Un an de guerre en UkraineÀ Kiev comme à Moscou, ils doivent apprendre à grandir avec le conflit
Entre résilience, repli sur soi ou action, les jeunes Russes et Ukrainiens tentent de passer à l’âge adulte dans un contexte de guerre. Portraits croisés des deux côtés de la frontière.
Depuis un an, la guerre a bouleversé leur existence et suspendu leurs projets. Mais Marko et Nikol, de jeunes Ukrainiens, entendent bien continuer à vivre malgré la solitude, l’éloignement ou la douleur.
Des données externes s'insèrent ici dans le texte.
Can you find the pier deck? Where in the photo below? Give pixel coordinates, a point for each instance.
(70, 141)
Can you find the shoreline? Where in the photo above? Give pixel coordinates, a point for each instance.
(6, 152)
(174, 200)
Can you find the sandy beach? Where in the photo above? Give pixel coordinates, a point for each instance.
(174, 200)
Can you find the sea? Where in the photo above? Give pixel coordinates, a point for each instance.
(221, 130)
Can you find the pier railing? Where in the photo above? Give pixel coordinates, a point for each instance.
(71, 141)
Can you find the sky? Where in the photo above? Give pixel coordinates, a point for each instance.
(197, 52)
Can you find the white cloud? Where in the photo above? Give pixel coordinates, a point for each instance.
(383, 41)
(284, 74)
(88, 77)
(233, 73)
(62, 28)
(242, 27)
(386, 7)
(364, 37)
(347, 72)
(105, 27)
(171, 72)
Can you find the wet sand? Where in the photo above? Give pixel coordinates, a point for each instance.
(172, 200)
À des milliers de kilomètres, d’autres jeunes, Russes, eux, tentent aussi de donner un sens à leur quotidien, déchirés entre deux sentiments, s’engager ou démissionner.
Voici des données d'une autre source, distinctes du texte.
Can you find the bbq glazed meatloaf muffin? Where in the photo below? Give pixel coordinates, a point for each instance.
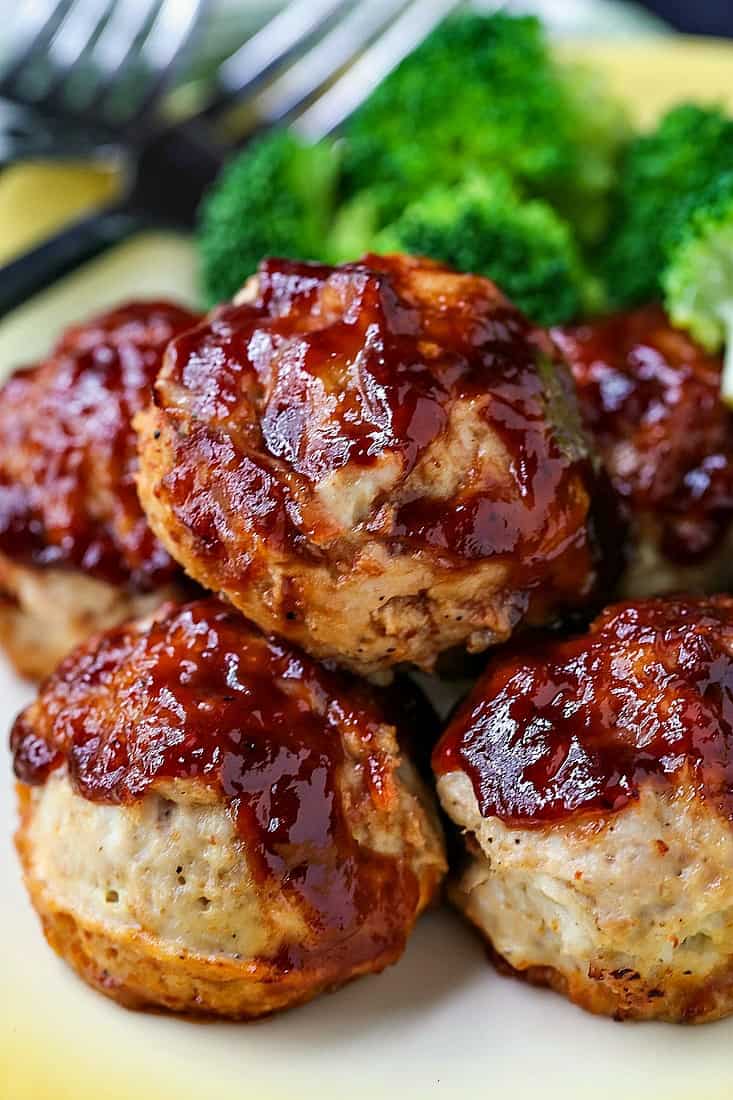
(593, 778)
(651, 397)
(212, 823)
(378, 461)
(76, 552)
Marko, jeune étudiant en informatique, qui fêtera ses 18 ans dans deux mois, avait quitté Kiev le 14 février 2022, pour aller à Lviv, dans l’ouest. Il est retourné dans la capitale ukrainienne fin juin, où il vit seul, après avoir passé plusieurs semaines en Pologne, en Angleterre et en Espagne, chez des proches ou des amis. Sa mère est installée aux Pays-Bas, son père vit entre Lviv et Kiev.
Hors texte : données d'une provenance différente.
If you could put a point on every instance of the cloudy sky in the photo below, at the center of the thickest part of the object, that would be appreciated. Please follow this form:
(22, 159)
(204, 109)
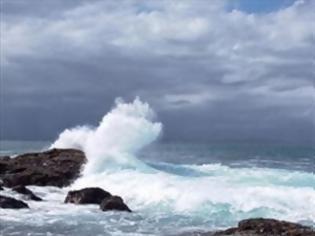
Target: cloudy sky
(236, 70)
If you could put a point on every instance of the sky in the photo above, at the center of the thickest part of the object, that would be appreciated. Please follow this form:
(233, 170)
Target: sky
(213, 71)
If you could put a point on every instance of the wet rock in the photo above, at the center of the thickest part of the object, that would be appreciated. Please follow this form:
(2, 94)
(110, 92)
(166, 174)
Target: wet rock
(114, 203)
(266, 227)
(8, 202)
(55, 167)
(87, 196)
(28, 193)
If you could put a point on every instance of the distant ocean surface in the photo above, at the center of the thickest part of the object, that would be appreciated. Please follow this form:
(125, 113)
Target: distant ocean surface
(171, 187)
(198, 187)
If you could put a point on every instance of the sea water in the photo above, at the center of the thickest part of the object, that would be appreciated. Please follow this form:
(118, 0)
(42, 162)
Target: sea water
(171, 187)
«Mes amis n’étant plus là – ils étaient en Europe, très peu sont revenus –, je me suis senti totalement isolé dans ma ville», relate-t-il. Depuis, il s’est refait un cercle d’amis pour sa première année à l’université, mais il a dû à partir d’octobre subir les frappes russes sur les infrastructures énergétiques de la capitale, qui provoquent des coupures de courant quotidiennes, et vivre avec le stress qu’elles induisent.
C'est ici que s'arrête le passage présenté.